Por outro lado, neste momento, “a RDC é um estado falhado, numa situação de calamidade. Tudo o que devolvessemos seria roubado no dia seguinte ”. Mas no geral, Gryseels defende que uma boa parte da herança cultural africana deveria regressar aos países de origem, mas não a totalidade, nem as peças que foram adquiridas por meios legítimos. “É uma vergonha que tanta dessa herança esteja cá. Os objectos mais simbólicos devem ser devolvidos e também aqueles que foram pilhados. Mas acho que nenhum país africano quer a devolução de tudo. O primeiro passo será fornecer uma cópia dos nossos inventários.
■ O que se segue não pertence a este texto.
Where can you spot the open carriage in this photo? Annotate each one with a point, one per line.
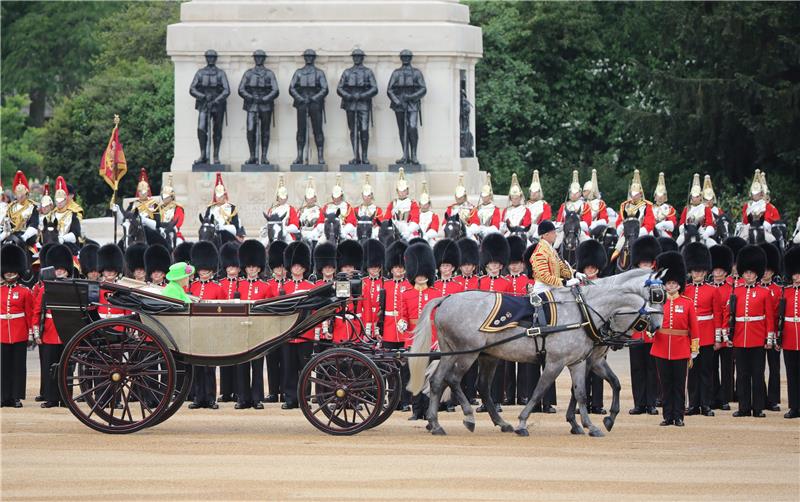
(122, 374)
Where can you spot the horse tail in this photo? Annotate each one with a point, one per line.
(423, 336)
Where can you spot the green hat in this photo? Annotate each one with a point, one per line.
(180, 270)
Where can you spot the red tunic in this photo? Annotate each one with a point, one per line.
(673, 339)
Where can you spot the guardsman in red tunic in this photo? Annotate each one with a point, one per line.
(676, 341)
(644, 380)
(250, 375)
(707, 305)
(205, 260)
(421, 267)
(790, 334)
(16, 325)
(297, 352)
(753, 311)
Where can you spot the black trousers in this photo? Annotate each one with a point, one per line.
(791, 359)
(672, 374)
(295, 357)
(204, 384)
(644, 382)
(722, 377)
(250, 382)
(700, 378)
(49, 354)
(773, 383)
(750, 378)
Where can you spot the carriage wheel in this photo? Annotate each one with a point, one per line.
(117, 376)
(348, 391)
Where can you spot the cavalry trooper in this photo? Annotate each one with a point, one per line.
(697, 213)
(205, 259)
(309, 213)
(224, 214)
(170, 212)
(22, 216)
(487, 218)
(676, 341)
(790, 335)
(428, 220)
(516, 218)
(663, 212)
(368, 214)
(284, 212)
(297, 352)
(16, 325)
(753, 312)
(421, 269)
(403, 211)
(707, 304)
(342, 210)
(644, 380)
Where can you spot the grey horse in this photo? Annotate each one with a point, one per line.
(616, 302)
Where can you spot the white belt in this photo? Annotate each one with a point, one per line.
(749, 319)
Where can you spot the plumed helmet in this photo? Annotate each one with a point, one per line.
(447, 251)
(157, 259)
(394, 255)
(494, 247)
(297, 253)
(644, 249)
(374, 253)
(109, 257)
(675, 270)
(252, 254)
(419, 261)
(697, 257)
(349, 253)
(470, 253)
(591, 253)
(751, 258)
(205, 256)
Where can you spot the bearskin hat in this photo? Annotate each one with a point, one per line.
(13, 259)
(324, 256)
(591, 253)
(516, 248)
(494, 248)
(229, 255)
(447, 251)
(157, 259)
(791, 262)
(675, 270)
(697, 257)
(87, 257)
(751, 258)
(109, 257)
(349, 252)
(469, 251)
(297, 253)
(374, 253)
(252, 254)
(721, 257)
(419, 260)
(644, 249)
(773, 257)
(205, 256)
(275, 254)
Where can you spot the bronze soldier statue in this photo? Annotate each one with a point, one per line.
(309, 88)
(406, 88)
(210, 89)
(357, 87)
(258, 88)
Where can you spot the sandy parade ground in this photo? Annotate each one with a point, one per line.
(275, 454)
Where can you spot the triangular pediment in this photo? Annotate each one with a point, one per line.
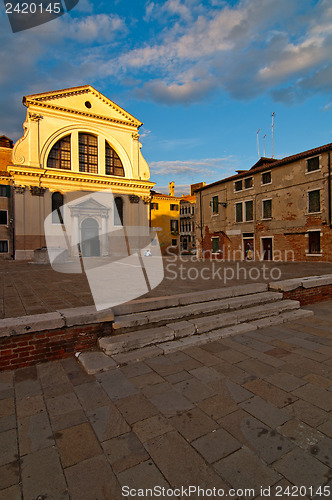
(89, 204)
(83, 100)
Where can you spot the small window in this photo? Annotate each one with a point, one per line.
(267, 209)
(113, 164)
(59, 156)
(266, 178)
(88, 153)
(3, 217)
(238, 185)
(57, 208)
(215, 204)
(4, 246)
(248, 183)
(4, 190)
(249, 208)
(314, 241)
(314, 201)
(238, 212)
(174, 225)
(313, 164)
(118, 212)
(215, 245)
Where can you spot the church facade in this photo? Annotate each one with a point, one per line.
(76, 143)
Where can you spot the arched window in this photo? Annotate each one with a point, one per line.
(118, 212)
(59, 156)
(88, 153)
(57, 208)
(113, 164)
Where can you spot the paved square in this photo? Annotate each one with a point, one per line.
(246, 412)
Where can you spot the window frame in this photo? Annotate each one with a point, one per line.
(5, 224)
(88, 153)
(52, 209)
(60, 151)
(266, 183)
(248, 179)
(215, 238)
(309, 233)
(4, 241)
(240, 182)
(241, 204)
(215, 204)
(316, 169)
(263, 203)
(308, 202)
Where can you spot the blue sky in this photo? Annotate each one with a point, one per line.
(203, 76)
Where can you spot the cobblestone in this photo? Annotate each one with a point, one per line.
(213, 416)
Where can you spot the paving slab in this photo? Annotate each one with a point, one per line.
(193, 424)
(268, 444)
(42, 475)
(124, 452)
(92, 478)
(243, 469)
(189, 468)
(76, 444)
(107, 422)
(302, 469)
(265, 412)
(216, 445)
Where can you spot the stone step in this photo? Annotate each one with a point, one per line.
(155, 303)
(116, 344)
(98, 362)
(133, 322)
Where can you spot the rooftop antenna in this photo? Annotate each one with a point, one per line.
(264, 145)
(258, 142)
(273, 115)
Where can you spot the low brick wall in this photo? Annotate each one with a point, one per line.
(310, 295)
(18, 351)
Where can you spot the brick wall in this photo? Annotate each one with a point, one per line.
(310, 295)
(30, 349)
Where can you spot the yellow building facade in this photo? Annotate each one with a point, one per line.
(76, 141)
(165, 213)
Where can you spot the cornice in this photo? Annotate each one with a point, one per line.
(40, 100)
(77, 177)
(83, 113)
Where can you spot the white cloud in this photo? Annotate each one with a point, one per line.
(206, 166)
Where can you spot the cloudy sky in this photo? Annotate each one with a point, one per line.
(203, 76)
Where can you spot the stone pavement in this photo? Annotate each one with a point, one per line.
(27, 289)
(245, 412)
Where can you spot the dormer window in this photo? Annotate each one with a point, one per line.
(59, 156)
(88, 153)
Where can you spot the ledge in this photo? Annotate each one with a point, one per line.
(307, 282)
(52, 321)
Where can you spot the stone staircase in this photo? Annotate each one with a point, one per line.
(149, 327)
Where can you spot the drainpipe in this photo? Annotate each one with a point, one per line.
(329, 189)
(201, 218)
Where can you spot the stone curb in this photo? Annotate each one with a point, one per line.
(307, 282)
(51, 321)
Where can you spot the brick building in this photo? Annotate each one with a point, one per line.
(277, 210)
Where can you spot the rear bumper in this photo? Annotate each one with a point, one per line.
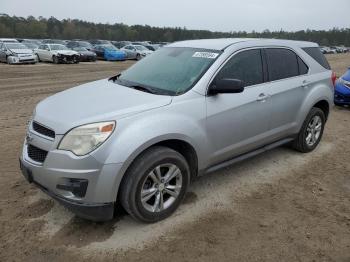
(94, 211)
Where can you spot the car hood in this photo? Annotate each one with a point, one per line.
(21, 51)
(65, 52)
(97, 101)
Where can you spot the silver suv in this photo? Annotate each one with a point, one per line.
(190, 108)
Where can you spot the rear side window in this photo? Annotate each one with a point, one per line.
(316, 54)
(245, 66)
(303, 68)
(282, 63)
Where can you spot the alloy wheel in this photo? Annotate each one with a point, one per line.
(161, 188)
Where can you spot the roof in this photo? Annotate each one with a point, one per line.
(223, 43)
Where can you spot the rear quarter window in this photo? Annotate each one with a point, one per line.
(317, 55)
(282, 63)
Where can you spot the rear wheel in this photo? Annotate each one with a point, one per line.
(155, 184)
(311, 132)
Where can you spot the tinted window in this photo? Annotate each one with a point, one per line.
(246, 66)
(282, 63)
(303, 68)
(316, 54)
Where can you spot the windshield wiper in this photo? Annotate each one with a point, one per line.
(132, 85)
(143, 88)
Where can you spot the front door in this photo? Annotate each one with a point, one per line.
(239, 123)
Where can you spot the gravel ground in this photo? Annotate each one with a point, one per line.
(279, 206)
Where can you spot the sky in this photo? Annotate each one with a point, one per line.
(214, 15)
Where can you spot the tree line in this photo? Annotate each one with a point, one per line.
(41, 28)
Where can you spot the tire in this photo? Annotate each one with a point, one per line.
(142, 176)
(55, 59)
(303, 143)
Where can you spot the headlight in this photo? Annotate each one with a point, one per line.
(85, 139)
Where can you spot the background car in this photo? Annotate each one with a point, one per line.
(136, 51)
(120, 44)
(57, 53)
(99, 42)
(342, 90)
(16, 53)
(85, 54)
(79, 43)
(109, 52)
(54, 41)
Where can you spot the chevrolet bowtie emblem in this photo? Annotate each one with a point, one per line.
(29, 138)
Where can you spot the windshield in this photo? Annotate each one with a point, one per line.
(59, 47)
(31, 45)
(170, 70)
(15, 46)
(140, 47)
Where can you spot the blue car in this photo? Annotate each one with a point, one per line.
(109, 52)
(342, 90)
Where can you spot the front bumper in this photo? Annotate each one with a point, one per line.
(94, 212)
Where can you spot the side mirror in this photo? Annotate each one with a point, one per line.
(226, 86)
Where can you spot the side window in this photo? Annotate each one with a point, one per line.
(282, 63)
(246, 66)
(303, 68)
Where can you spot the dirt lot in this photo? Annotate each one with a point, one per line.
(279, 206)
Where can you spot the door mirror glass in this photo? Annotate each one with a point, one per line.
(227, 85)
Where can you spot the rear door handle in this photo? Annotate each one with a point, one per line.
(262, 97)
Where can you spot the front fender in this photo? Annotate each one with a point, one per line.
(135, 134)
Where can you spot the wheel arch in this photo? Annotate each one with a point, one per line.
(324, 106)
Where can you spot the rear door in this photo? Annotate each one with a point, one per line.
(288, 77)
(238, 123)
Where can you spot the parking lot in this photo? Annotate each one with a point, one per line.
(279, 206)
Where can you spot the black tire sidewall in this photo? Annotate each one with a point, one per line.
(314, 112)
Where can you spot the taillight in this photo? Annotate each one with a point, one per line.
(334, 78)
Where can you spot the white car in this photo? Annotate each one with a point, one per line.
(57, 53)
(16, 53)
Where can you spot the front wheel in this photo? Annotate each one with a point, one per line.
(55, 60)
(155, 184)
(311, 132)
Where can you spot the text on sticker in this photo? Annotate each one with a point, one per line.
(205, 55)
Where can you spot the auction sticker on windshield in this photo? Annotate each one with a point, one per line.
(205, 55)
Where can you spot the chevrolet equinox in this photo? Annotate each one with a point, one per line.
(190, 108)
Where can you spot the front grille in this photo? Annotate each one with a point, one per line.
(36, 154)
(43, 130)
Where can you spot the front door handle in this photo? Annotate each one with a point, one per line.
(262, 97)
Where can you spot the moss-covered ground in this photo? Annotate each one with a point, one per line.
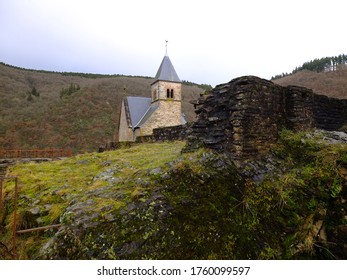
(150, 201)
No ano passado, o director do museu do Ruanda , que era o responsável da comissão que estava a identificar a herança cultural do Ruanda na Europa dizia-me que nem sabia onde começar. Não sabia onde estava o quê. Umas pessoas dizem que está na Alemanha outras que está no Vaticano.”

A ambição do ‘último museu colonial do mundo’ é a de passar a ser visto como a primeira instituição de vanguarda no conhecimento e investigação sobre África, e passar de exemplo sobre o que não devia ter sido feito a exemplo de tudo o que poderá o futuro trazer.